Não é boato, é uma realidade. Mas nada de preocupante, todo o processo de aquisição foi legal.

----------


## João Magano

Porque não reactores de calcio, de kalk, wavemakers, escumadores, Hqi's, comida, vitaminas, etc, etc    :SbQuestion2: . 
Acho que se pode comprar tudo, desde que haja um numero de interessados que o justifique.
Não estou a pensar exactamente num modelo de compras em grupo, mas sim em usar o forum para juntar varios membros que desejem adquirir determinada coisa e depois chegar as lojas e questionar qualquer coisa do tipo "Se lhe comprarmos 10 escumadores, de uma só vez e a pronto, em quanto fica cada um ? " Provavelmente sairá mais barato do que comprar os 10 escumadores individualmente.

----------


## Roberto Pacheco

> Não estou a pensar exactamente num modelo de compras em grupo, mas sim em usar o forum para juntar varios membros que desejem adquirir determinada coisa e depois chegar as lojas e questionar qualquer coisa do tipo "Se lhe comprarmos 10 escumadores, de uma só vez e a pronto, em quanto fica cada um ? " Provavelmente sairá mais barato do que comprar os 10 escumadores individualmente.


E exactamente isso que acontece aqui na minha area. Temos um Clube de aquariofilia chamado -Boston reefer society- que faz o que chamamos "group buys"  fazem negocio com certas lojas e comprem em grupo e o desconto pode ser consideravel.

----------


## António Paes

Votei outro : Corais, equipes de limpeza, peixes

----------


## Miguel Cabral Ferreira

Tb votei n'outro: Todo o material ao qual poderá e deverá ser adquirido em grande quantidade... Relativamente às tunze p. ex. são bem mais baratas p'ra lojistas que p'ra nós (pois parece-me complicado): http://www.tunze.com

Como vêem já resultou: http://www.reefforum.net/showthread.php?p=7534#post7534

Digam qq coisa

----------


## Fernando Marques

Há mesmo muitas coisas que se podem fazer...

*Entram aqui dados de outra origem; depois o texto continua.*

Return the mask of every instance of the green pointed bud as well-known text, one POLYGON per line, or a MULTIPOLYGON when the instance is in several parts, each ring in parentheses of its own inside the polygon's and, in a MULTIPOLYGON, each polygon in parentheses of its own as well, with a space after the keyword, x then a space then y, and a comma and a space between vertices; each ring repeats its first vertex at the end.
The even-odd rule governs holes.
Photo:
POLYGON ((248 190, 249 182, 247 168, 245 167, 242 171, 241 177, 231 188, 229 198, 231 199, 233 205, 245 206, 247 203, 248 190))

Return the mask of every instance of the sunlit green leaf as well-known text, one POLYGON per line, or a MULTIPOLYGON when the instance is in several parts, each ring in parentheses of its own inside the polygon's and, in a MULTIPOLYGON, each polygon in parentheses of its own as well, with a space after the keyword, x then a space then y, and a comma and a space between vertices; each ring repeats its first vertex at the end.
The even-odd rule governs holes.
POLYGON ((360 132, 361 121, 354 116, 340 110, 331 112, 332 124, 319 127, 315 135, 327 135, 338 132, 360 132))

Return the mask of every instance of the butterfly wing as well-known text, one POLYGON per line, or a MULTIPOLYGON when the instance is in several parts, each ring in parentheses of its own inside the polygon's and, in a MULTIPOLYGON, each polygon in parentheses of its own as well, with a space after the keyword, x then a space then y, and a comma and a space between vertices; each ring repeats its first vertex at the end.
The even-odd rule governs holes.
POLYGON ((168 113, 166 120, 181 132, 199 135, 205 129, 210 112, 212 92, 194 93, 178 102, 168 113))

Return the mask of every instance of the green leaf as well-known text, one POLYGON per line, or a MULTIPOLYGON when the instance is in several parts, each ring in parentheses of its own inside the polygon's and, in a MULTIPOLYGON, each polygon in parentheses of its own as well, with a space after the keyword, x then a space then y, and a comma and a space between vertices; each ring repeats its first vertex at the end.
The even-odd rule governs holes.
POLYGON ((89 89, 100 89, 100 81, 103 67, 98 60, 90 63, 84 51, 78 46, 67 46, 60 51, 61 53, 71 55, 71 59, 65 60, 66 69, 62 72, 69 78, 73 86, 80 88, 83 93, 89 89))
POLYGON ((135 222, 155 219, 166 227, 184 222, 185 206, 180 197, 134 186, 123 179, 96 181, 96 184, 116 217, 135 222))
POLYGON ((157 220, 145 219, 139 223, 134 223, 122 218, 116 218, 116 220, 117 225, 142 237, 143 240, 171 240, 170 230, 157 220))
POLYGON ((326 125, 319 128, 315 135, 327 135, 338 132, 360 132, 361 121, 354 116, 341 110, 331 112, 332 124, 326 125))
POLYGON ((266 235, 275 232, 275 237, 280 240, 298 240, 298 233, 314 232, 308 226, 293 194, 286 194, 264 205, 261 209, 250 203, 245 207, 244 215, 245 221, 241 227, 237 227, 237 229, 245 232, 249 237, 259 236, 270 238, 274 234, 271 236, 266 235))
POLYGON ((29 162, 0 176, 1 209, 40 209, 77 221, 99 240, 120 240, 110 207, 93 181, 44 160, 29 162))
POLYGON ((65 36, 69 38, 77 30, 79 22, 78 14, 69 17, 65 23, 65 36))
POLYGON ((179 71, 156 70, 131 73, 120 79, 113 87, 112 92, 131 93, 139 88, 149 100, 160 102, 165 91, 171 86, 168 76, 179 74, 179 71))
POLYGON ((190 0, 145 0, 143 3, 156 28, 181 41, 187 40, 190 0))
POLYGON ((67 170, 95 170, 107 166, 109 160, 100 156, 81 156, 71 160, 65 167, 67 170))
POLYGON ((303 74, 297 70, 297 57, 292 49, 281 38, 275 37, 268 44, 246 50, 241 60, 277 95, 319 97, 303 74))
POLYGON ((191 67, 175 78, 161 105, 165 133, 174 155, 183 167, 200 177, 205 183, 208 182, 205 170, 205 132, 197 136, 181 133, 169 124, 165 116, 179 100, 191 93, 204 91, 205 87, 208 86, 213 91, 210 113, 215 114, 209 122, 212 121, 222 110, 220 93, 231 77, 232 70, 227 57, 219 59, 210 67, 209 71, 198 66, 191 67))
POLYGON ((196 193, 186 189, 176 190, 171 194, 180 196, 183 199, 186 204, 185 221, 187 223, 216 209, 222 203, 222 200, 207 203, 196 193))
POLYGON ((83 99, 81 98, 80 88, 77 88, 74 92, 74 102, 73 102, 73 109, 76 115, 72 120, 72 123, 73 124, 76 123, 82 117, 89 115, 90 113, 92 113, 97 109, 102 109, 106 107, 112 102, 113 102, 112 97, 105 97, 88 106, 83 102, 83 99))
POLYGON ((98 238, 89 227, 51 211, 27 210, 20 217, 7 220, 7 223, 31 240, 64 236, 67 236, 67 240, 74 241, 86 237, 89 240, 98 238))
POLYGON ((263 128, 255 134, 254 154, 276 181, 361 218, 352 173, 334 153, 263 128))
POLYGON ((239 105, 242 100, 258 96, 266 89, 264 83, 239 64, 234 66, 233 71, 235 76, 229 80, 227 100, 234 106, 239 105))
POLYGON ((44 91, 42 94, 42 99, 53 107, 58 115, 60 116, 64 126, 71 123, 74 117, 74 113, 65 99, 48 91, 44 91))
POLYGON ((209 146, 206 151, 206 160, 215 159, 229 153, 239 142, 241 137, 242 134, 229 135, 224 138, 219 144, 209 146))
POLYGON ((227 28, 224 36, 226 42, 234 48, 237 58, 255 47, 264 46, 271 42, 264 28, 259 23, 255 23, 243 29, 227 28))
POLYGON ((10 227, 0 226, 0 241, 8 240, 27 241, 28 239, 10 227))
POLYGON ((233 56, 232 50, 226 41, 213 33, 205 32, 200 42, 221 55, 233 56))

Por exemplo, eu vejo muito nas lojas lá de fora, principalmente nos EUA, vendas de "pacotes" de limpeza para aquários de 200, 400, 600 litros. Isto sai de certeza mais barato do que comprar os nossos limpadores individualmente.

Só há uma coisa que me preocupa: 

Geralmente estes processos demoram algum tempo a fechar, e neste período há sempre alguém que ´não aguenta e compra logo e por vezes desistências....

Era excelente subir um pouco a fasquia e além do Fórum, ter um grupo de compras... Se calhar já tou a sonhar demais...   :SbSourire:

----------


## Miguel Cabral Ferreira

Nando conta comigo!!!

----------


## Vitor Pestana

Olá a todos.

Julio, esta ideia é muito boa, mas não achas que através destas compras em grupo não irá afectar o desenvolvivento do nosso cartão de membro?

Eu penso que qualquer logista que esteja atento a este forum não irá ficar muito contente com esta ideia o que poderá influenciar negativamente qualquer acordo de desconto por parte dos mesmo logistas.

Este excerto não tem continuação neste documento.